If I were honest, because so much of what we do as technical artists requires perfection…or at least no mistakes, it can be really easy to be protective and grabby when it comes to what I’m responsible for.
It can be difficult for me to delegate, because what if that other person makes a mistake but I’m the one responsible for the outcome? I’ll just do it myself.
I love new creative ideas, but because it’s new, it probably means I might not know how to execute it; I don’t know all the ways it could go wrong. I’m going to have to say “no”.
This type of behavior is what I would call “Sowing sparingly”.
In my earlier years as a technical artist, I wondered why people didn’t give me the benefit of the doubt more often. I wondered why most conversations had me on the defensive. Looking back, I was in the “sow sparingly” category.
As a technical artist, the concept of sowing sparingly is about being careful. It is about trying to control each situation as much as possible. It is about protecting the idea of “no mistakes”.
If I were honest, when I was fully living out my life this way, I was miserable. And I’m pretty sure the people around me were also. Or at least they didn’t want to include me in their brainstorming or their new ideas, because they knew it would not be a fun conversation.
Somewhere along the way, I realized that I could be more open-handed with my craft; that I could be more honest about the “what might happen”s in any new idea. I didn’t need to live in a world where all success or failure landed on my shoulders. It was something that we were doing together and the point was that we were sharing that burden.

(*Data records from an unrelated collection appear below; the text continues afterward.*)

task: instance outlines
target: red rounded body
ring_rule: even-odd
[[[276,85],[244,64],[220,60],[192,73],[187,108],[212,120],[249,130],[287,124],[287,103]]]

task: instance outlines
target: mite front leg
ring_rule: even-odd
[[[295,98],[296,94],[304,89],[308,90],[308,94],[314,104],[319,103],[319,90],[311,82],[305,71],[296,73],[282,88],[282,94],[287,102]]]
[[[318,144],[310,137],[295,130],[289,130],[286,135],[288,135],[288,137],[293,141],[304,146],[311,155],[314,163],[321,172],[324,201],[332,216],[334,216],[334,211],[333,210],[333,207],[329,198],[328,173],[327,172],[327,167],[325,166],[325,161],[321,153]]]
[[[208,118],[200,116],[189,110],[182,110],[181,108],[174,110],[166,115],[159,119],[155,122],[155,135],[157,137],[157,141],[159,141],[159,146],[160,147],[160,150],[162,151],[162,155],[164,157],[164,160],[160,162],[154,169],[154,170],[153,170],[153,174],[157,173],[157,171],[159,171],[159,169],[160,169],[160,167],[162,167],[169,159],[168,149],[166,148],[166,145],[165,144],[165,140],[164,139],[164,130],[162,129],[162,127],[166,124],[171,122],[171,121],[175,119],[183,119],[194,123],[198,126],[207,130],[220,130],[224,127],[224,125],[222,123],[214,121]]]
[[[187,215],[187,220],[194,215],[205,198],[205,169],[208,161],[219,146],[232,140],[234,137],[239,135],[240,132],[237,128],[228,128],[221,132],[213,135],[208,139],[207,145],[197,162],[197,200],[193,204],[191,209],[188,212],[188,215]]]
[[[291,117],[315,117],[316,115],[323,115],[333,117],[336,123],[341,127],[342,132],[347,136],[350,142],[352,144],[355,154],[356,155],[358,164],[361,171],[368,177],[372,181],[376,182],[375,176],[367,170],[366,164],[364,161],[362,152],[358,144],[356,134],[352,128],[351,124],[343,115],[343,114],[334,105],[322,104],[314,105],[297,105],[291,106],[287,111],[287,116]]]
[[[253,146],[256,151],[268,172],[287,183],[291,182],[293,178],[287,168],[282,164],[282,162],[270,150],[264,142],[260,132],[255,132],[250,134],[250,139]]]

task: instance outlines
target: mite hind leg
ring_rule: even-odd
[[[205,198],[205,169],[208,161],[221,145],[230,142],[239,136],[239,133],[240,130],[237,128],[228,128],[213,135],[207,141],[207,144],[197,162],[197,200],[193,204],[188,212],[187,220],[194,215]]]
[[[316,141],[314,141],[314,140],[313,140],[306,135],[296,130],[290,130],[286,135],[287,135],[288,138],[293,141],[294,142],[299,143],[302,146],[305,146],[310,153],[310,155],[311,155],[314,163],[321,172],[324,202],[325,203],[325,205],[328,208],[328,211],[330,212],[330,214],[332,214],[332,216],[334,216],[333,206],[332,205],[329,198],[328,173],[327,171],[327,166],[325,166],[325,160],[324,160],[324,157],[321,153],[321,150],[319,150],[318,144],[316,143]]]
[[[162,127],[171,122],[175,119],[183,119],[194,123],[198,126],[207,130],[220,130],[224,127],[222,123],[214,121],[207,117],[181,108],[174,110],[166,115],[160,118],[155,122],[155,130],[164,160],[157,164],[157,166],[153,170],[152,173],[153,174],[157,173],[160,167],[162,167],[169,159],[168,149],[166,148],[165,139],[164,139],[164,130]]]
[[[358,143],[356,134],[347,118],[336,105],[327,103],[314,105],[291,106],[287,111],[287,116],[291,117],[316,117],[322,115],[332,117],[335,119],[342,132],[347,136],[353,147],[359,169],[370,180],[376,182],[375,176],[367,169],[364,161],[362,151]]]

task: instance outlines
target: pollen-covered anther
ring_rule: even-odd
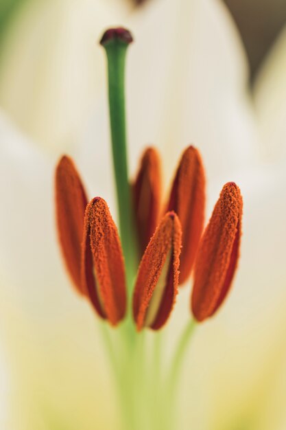
[[[158,224],[161,194],[160,158],[154,148],[144,152],[132,187],[134,218],[143,255]]]
[[[117,229],[100,197],[88,203],[85,213],[82,283],[99,315],[116,326],[126,308],[124,262]]]
[[[60,245],[68,272],[78,291],[82,294],[80,256],[87,199],[75,165],[66,155],[58,163],[55,183]]]
[[[239,254],[242,205],[238,186],[226,183],[202,238],[195,264],[191,307],[198,321],[213,315],[229,291]]]
[[[199,151],[189,146],[182,154],[173,182],[167,210],[178,214],[182,225],[180,284],[189,276],[204,220],[205,176]]]
[[[133,295],[138,330],[160,328],[172,310],[178,292],[181,227],[174,212],[164,216],[142,258]]]
[[[123,27],[109,28],[103,34],[100,39],[100,45],[105,46],[110,42],[122,42],[128,45],[133,42],[133,36],[131,32]]]

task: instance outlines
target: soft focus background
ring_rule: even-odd
[[[135,38],[131,174],[154,144],[167,191],[193,143],[206,170],[207,216],[227,181],[244,197],[239,269],[189,351],[177,428],[286,429],[285,23],[283,0],[1,0],[1,429],[118,429],[97,317],[66,276],[53,200],[54,166],[67,152],[90,196],[102,195],[116,217],[97,43],[115,25]],[[166,359],[190,317],[191,284],[166,329]]]

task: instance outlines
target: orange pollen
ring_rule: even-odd
[[[82,282],[99,315],[116,326],[126,309],[124,262],[117,229],[100,197],[91,201],[85,213]]]
[[[160,158],[154,148],[147,148],[133,185],[133,202],[141,255],[158,224],[161,195]]]
[[[191,274],[204,220],[205,175],[199,151],[189,146],[183,152],[171,188],[167,210],[178,214],[182,225],[180,284]]]
[[[140,263],[133,295],[137,330],[158,330],[166,322],[178,293],[181,227],[174,212],[164,216]]]
[[[55,182],[58,235],[62,256],[73,284],[83,294],[80,256],[87,199],[74,163],[66,155],[58,163]]]
[[[228,182],[215,206],[195,263],[191,307],[198,321],[213,315],[229,291],[239,255],[242,206],[239,188]]]

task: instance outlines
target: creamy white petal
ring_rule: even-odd
[[[261,153],[267,162],[286,160],[286,27],[261,67],[254,96]]]
[[[245,53],[219,1],[158,0],[130,24],[128,67],[131,159],[158,146],[167,179],[182,148],[202,151],[211,181],[253,160],[257,130]],[[134,155],[134,156],[133,156]]]
[[[56,160],[3,115],[0,135],[0,333],[9,352],[10,428],[115,428],[97,319],[71,287],[57,245]]]

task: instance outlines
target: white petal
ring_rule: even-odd
[[[78,142],[105,73],[98,40],[124,5],[30,1],[15,20],[2,48],[0,100],[39,144],[64,150]]]
[[[286,27],[261,67],[254,87],[265,160],[286,160]]]
[[[158,146],[169,177],[182,148],[202,151],[210,181],[252,161],[257,130],[245,53],[218,1],[158,0],[130,22],[128,67],[132,160]]]

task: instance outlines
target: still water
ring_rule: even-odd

When I started living a life of generous sowing, things changed dramatically. For one thing, I began to enjoy collaborating. I loved working out an idea together to figure out how to actually do it. Working out of a generous place opens up the possibilities; now we’re not just doing the same old thing, but we’re able to think outside the box a little.
Sowing with generosity means that I’m delegating when I can; sharing what I know and developing those around me with potential. Living in a “no mistakes” world isn’t really possible. The idea is to learn and stretch each other, which means that mistakes will happen as part of the journey. If we aren’t making mistakes, our world is probably increasingly narrow and limited…sowing sparingly.
If the body of Christ is made of people who are supposed to be using their gifts for the common good, we need to create opportunities for people to serve. This requires leading our teams with generosity. As a leader, the beauty of leading this way is that generosity becomes a part of your culture. The team will follow your example.
I have been amazed in my life at what God can do when I live generously. On the opposite side of that same coin, it is depressing to think how many times I limited what God wanted to do in me and my ministry because I was too afraid of what would happen if I was more generous. Generous with collaboration. Generous with delegation. Generous with people.
In what ways are you sowing sparingly? What is one area or one relationship that you can loosen your grip and practice generosity?